Selectors Module

  • Version: 0.5.0

  • Path: source/lexbor/selectors

  • Base Includes: lexbor/selectors/selectors.h

  • Examples: examples/lexbor/selectors

  • Specification: CSS Selectors Level 4

Overview

The Selectors module implements DOM node search by selectors. In other words, it combines three modules: DOM, HTML, and CSS selectors. This module, which forms the basis for querySelector and querySelectorAll.

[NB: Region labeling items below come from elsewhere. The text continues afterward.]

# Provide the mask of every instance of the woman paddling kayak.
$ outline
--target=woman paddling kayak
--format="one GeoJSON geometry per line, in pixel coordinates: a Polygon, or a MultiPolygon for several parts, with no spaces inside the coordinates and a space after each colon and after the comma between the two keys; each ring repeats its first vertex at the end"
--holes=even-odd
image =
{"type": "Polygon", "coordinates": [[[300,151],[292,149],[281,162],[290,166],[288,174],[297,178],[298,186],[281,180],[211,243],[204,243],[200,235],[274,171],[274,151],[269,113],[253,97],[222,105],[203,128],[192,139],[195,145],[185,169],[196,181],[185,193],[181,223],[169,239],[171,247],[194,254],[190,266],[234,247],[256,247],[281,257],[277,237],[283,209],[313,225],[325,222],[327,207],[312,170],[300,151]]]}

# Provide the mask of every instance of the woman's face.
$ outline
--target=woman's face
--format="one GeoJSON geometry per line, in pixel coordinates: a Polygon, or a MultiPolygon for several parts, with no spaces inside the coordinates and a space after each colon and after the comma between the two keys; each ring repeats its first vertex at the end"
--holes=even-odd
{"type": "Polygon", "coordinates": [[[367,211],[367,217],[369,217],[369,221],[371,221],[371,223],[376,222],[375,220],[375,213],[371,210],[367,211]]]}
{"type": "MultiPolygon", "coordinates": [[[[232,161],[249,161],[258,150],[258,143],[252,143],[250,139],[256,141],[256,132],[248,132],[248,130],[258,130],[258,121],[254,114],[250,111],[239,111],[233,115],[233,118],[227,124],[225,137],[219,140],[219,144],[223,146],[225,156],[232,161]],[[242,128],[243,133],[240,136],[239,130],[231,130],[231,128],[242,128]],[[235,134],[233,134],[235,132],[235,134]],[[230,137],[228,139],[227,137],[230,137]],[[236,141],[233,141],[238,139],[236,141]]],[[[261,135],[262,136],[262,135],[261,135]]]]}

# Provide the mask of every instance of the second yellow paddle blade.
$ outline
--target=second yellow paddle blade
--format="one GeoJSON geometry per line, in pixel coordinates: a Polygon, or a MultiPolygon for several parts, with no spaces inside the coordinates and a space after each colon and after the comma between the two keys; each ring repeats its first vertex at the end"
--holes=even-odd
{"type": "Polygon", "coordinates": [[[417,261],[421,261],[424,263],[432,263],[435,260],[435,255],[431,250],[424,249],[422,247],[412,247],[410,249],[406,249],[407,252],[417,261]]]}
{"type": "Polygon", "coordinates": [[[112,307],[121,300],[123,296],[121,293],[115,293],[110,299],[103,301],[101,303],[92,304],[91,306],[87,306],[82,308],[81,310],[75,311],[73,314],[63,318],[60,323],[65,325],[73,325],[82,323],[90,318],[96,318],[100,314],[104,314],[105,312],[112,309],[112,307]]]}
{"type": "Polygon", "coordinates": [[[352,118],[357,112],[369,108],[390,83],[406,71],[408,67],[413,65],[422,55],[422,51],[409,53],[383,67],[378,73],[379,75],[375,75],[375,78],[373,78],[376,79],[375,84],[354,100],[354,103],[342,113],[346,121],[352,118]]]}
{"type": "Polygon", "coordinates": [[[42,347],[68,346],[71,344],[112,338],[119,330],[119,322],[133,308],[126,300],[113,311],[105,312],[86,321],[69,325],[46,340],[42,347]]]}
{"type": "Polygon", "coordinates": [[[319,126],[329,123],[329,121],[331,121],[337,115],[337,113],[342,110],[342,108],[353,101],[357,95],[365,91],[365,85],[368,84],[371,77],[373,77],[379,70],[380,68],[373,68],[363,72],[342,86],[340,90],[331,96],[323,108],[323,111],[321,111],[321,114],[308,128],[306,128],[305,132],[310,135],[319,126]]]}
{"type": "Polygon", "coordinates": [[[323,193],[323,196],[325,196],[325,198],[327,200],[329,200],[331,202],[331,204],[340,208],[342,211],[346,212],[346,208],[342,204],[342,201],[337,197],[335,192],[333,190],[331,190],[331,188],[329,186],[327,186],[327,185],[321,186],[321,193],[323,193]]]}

For parsing HTML documents, use the HTML module. For CSS selector parsing, use the CSS module.

What’s Inside

Quick Start

#include <lexbor/html/html.h>
#include <lexbor/css/css.h>
#include <lexbor/selectors/selectors.h>

lxb_status_t
find_callback(lxb_dom_node_t *node, lxb_css_selector_specificity_t spec, void *ctx)
{
    size_t text_len;
    const lxb_char_t *text = lxb_dom_node_text_content(node, &text_len);
    printf("%.*s\n", (int)text_len, text);

    /*
     * Here, there is no need to free the memory occupied by "text" because
     * after the document is destroyed, all memory will be freed.
     */

    return LXB_STATUS_OK;
}

int main(int argc, const char *argv[])
{
    lxb_status_t status;
    const lxb_char_t html[] = "<div class='container'><p>Hello</p><p>World</p></div>";
    const lxb_char_t selector[] = "div.container > p";

    /* Create HTML Document */
    lxb_html_document_t *document = lxb_html_document_create();
    status = lxb_html_document_parse(document, html, sizeof(html) - 1);
    if (status != LXB_STATUS_OK) {
        return EXIT_FAILURE;
    }

    /* Create CSS parser */
    lxb_css_parser_t *parser = lxb_css_parser_create();
    status = lxb_css_parser_init(parser, NULL);
    if (status != LXB_STATUS_OK) {
        return EXIT_FAILURE;
    }

    /* Create and initialize selectors */
    lxb_selectors_t *selectors = lxb_selectors_create();
    status = lxb_selectors_init(selectors);
    if (status != LXB_STATUS_OK) {
        return EXIT_FAILURE;
    }

    /* Parse selector */
    lxb_css_selector_list_t *list = lxb_css_selectors_parse(parser, selector,
                                                            sizeof(selector) - 1);
    if (parser->status != LXB_STATUS_OK) {
        return EXIT_FAILURE;
    }

    /* Find matching elements */
    status = lxb_selectors_find(selectors, lxb_dom_interface_node(document),
                                list, find_callback, NULL);
    if (status != LXB_STATUS_OK) {
        return EXIT_FAILURE;
    }

    /* Cleanup */
    lxb_selectors_destroy(selectors, true);
    lxb_css_parser_destroy(parser, true);
    lxb_css_selector_list_destroy_memory(list);
    lxb_html_document_destroy(document);

    return EXIT_SUCCESS;
}

Supported Selectors

Basic Selectors

Type Selectors

  • Pattern: element-name

  • Description: Matches elements by their tag name

  • Examples:

    • div — selects all <div> elements

Universal Selector

  • Pattern: *

  • Description: Matches any element of any type

  • Examples:

    • * — selects all elements in the document

    • div * — selects all elements inside <div>

    • *.warning — selects any element with class “warning” (equivalent to .warning)

Class Selectors

  • Pattern: .classname

  • Description: Matches elements by their class attribute value

  • Examples:

    • .classname — selects elements with class="classname"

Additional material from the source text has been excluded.